Tra Buddha e Jimi Hendrix

Sadhguru – Il Santone motociclista che corre per l’ecologia

Sadhguru, all’anagrafe Jaggi Vasudev, è un uomo straordinario, credetemi sulla parola. Un mistico, filosofo e attivista diverso da tutti gli altri, più o meno un incrocio tra Osho, Eddie Murphy, Valentino Rossi e una rockstar. Gira in moto, porta la barba lunghissima, indossa occhiali da sole scuri e alterna vestiti sportivi a tradizionali abiti indiani. Sessant’anni passati da un pezzo, questo santone dal cervello affilato come la lama di un coltello sta cambiando un discorso alla volta l’approccio con cui tante persone si relazionano al divino e alla vita. In quello che dice, in quello che fa, in quello che porta avanti, Sadhguru trova sempre nuovi spazi di comprensione. Mai una parola fuori posto. Concetti difficili spiegati in maniera semplice, diretta e ironica. Spesso è proprio grazie a una risata che riesce ad accendere il fuoco della consapevolezza.
In India è famoso come i Rolling Stones. In America lo amano in tanti, soprattutto fra le star di Hollywood. Will Smith lo ha pure invitato a casa sua. In Italia personaggi pubblici tipo Fabio Volo e Paola Maugeri ne parlano spesso. I suoi libri, divertenti e illuminanti quanto lui, qui da noi li pubblica Corbaccio, e la sua pagina Facebook – Sadhguru Italia – è seguitissima. Fidatevi di me e fatevi un favore, andate su internet e ascoltate qualcuno dei suoi discorsi: non costano nulla ma arricchiscono tanto.
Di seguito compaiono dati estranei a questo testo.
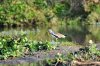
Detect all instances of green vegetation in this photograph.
[0,36,56,59]
[0,0,100,26]
[46,44,100,66]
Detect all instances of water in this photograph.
[0,24,100,44]
[0,24,100,66]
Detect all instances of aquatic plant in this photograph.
[0,35,54,59]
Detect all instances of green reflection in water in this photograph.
[0,23,100,44]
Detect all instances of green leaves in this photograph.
[0,35,55,59]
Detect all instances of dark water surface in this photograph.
[0,24,100,66]
[0,24,100,44]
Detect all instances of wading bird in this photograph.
[49,29,66,39]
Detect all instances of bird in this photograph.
[89,40,94,44]
[49,29,66,39]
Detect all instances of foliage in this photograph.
[0,36,55,59]
[47,44,100,66]
[54,3,70,18]
[0,0,35,24]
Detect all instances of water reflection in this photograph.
[0,24,100,44]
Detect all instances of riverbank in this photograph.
[0,46,81,64]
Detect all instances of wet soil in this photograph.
[0,46,80,64]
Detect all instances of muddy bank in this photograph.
[0,46,80,64]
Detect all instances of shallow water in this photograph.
[0,24,100,66]
[0,24,100,44]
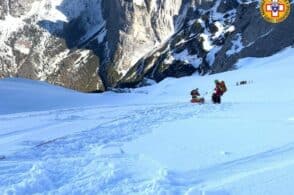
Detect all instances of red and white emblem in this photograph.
[266,0,285,17]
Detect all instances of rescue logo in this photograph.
[260,0,291,23]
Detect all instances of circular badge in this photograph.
[260,0,291,23]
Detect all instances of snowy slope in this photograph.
[0,48,294,195]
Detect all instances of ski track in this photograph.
[0,103,223,194]
[0,103,294,194]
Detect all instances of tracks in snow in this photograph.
[0,103,294,194]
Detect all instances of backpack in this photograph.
[191,89,200,96]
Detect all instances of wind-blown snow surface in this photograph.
[0,48,294,195]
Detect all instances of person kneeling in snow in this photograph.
[191,88,204,103]
[212,80,227,104]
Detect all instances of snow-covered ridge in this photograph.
[0,48,294,195]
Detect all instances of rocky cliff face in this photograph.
[0,0,294,91]
[119,0,294,87]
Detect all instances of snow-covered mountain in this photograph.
[0,48,294,195]
[0,0,294,91]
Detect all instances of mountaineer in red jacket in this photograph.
[212,80,227,104]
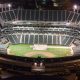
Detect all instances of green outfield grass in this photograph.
[8,44,71,58]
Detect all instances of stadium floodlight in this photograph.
[73,4,78,11]
[66,22,70,26]
[7,3,12,10]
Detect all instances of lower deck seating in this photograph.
[7,33,74,46]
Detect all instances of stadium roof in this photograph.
[0,8,80,27]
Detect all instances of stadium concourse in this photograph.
[0,8,80,79]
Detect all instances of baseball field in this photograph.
[7,44,72,58]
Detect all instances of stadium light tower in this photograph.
[8,3,12,10]
[73,4,78,12]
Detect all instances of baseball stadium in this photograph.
[0,8,80,79]
[1,9,79,58]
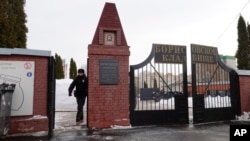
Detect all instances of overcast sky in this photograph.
[25,0,250,67]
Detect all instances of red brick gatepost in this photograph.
[87,3,130,129]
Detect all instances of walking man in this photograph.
[68,69,88,122]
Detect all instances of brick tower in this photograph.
[87,3,130,129]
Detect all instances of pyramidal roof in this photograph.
[92,2,127,46]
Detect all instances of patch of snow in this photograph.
[111,125,132,129]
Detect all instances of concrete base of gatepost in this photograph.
[8,116,48,134]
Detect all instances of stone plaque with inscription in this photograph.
[100,59,119,85]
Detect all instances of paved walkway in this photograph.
[2,111,230,141]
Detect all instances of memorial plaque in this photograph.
[100,59,119,85]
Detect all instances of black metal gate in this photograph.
[130,44,240,125]
[191,44,240,123]
[47,57,56,138]
[130,44,188,125]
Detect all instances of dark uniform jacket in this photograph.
[68,75,88,97]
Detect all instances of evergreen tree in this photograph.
[55,54,64,79]
[69,58,77,79]
[247,24,250,70]
[0,0,28,48]
[235,16,249,69]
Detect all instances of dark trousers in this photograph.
[76,96,86,121]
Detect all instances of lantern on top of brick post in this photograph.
[88,3,130,128]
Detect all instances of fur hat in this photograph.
[77,69,84,73]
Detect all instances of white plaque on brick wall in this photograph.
[0,61,35,116]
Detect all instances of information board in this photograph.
[0,61,35,116]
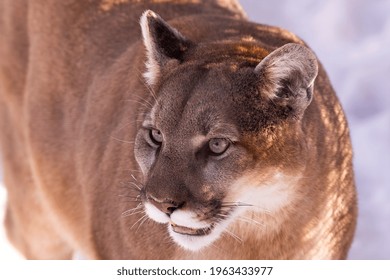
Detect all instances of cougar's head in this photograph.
[135,11,318,250]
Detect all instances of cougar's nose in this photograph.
[148,196,184,216]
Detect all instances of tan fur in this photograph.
[0,0,356,259]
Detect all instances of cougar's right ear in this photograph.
[140,10,192,85]
[255,43,318,119]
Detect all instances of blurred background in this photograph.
[0,0,390,259]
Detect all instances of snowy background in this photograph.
[0,0,390,259]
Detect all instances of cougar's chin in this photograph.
[168,224,224,251]
[145,203,229,251]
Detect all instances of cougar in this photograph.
[0,0,357,259]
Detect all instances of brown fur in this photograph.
[0,0,356,259]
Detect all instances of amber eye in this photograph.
[149,129,163,146]
[209,138,230,156]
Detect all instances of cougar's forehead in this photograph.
[151,69,239,135]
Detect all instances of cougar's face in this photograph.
[135,11,318,250]
[135,67,304,250]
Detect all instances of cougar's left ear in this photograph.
[140,10,192,85]
[255,43,318,118]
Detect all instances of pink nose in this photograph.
[148,196,184,216]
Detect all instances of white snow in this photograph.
[0,0,390,259]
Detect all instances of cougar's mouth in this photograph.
[170,222,214,236]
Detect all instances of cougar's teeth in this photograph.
[170,222,212,236]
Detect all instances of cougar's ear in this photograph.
[255,43,318,118]
[140,10,192,85]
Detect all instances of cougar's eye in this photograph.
[209,138,230,156]
[149,129,163,146]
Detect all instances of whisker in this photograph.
[130,214,147,229]
[238,217,265,229]
[110,136,135,144]
[129,182,142,191]
[224,229,242,243]
[135,215,149,232]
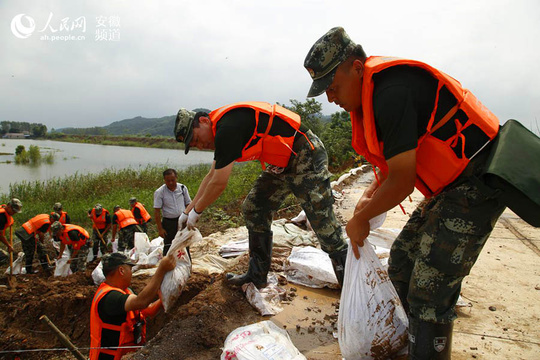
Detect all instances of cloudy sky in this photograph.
[0,0,540,133]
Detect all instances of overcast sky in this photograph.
[0,0,540,132]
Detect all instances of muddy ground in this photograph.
[0,169,540,360]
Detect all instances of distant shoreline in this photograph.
[41,133,184,149]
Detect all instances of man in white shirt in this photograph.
[154,169,191,255]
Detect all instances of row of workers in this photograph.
[0,197,151,274]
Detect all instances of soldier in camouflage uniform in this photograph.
[304,27,504,359]
[175,103,347,286]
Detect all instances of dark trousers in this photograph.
[161,218,178,256]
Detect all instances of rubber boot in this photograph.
[226,231,272,287]
[329,248,347,288]
[409,316,454,360]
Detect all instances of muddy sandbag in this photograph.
[221,321,306,360]
[338,240,408,360]
[284,246,339,289]
[161,228,202,311]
Da qualche mese poi, il guru motociclista sta compiendo qualcosa di straordinario. Un giro in moto in solitaria lungo mezzo mondo per il progetto “Save the Soil” (Salviamo il suolo). Un viaggio che lo porterà a coprire circa 30.000 chilometri, incontrando centinaia di migliaia di persone attraversando decine di Paesi.
Il suo obiettivo? Sensibilizzare l’opinione pubblica sulla crisi ambientale.
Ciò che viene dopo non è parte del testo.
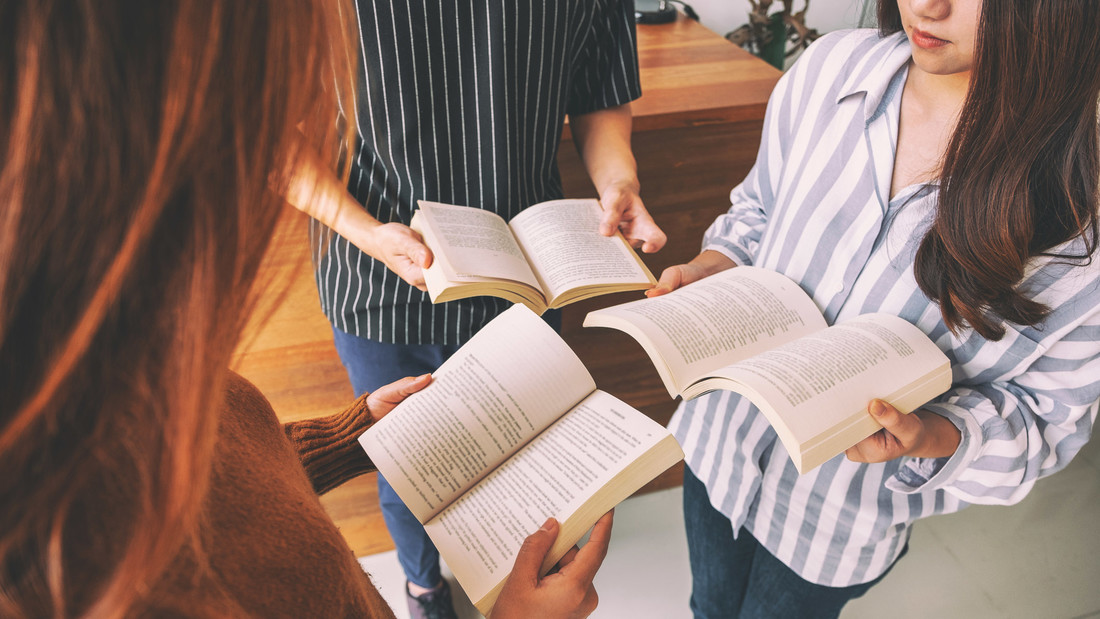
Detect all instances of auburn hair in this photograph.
[879,0,1100,340]
[0,0,354,617]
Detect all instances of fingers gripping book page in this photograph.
[510,200,652,300]
[360,306,596,522]
[425,390,683,611]
[584,266,826,397]
[686,313,952,473]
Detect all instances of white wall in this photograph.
[686,0,864,40]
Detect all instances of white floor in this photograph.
[361,440,1100,619]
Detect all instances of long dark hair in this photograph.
[879,0,1100,340]
[0,0,353,617]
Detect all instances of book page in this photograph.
[360,306,596,522]
[510,199,652,300]
[584,266,826,397]
[425,391,683,603]
[699,313,952,467]
[418,200,540,288]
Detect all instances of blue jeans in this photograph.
[683,466,884,619]
[332,329,459,588]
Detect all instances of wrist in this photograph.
[597,176,641,198]
[910,409,963,457]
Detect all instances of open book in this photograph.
[360,306,683,615]
[584,266,952,473]
[411,199,657,314]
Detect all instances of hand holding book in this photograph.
[584,266,952,473]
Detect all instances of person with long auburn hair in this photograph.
[648,0,1100,618]
[0,0,611,617]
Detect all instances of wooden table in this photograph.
[233,16,780,556]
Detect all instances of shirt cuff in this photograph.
[701,241,752,266]
[886,404,981,495]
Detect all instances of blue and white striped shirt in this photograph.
[312,0,641,344]
[671,30,1100,586]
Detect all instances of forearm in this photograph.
[286,147,382,257]
[283,396,375,495]
[569,103,640,196]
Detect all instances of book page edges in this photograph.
[409,211,549,316]
[582,310,690,399]
[684,362,952,474]
[462,434,684,617]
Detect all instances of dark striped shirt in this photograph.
[314,0,641,344]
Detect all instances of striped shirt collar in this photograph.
[836,32,912,123]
Il Movimento lanciato da Sadhguru ha l’obiettivo di raggiungere 3,5 miliardi di persone – il 60% dell’elettorato mondiale.
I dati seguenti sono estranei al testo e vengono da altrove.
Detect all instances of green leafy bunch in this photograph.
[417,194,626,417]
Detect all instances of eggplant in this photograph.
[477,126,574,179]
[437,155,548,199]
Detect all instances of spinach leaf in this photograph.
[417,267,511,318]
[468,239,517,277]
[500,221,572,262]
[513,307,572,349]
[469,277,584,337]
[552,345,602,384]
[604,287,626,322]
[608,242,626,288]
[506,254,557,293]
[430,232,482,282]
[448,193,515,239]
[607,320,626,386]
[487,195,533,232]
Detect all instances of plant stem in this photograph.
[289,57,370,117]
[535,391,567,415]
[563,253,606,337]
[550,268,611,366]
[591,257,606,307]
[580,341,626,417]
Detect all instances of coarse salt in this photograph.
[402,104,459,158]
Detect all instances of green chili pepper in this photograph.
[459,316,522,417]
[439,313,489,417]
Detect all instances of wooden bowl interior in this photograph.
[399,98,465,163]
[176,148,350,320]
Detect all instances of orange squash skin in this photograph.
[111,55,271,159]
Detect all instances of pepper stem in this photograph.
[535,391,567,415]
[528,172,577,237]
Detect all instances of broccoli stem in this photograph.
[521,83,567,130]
E bisogna fare in fretta visto che, secondo la Convenzione delle Nazioni Unite per combattere la desertificazione (UNCCD), oltre il 90% del suolo della Terra potrebbe deteriorarsi entro il 2050 portando a crisi catastrofiche a livello globale: scarsità di cibo e acqua, siccità, carestie, cambiamenti climatici, migrazioni di massa e l’estinzione senza precedenti di intere specie animali.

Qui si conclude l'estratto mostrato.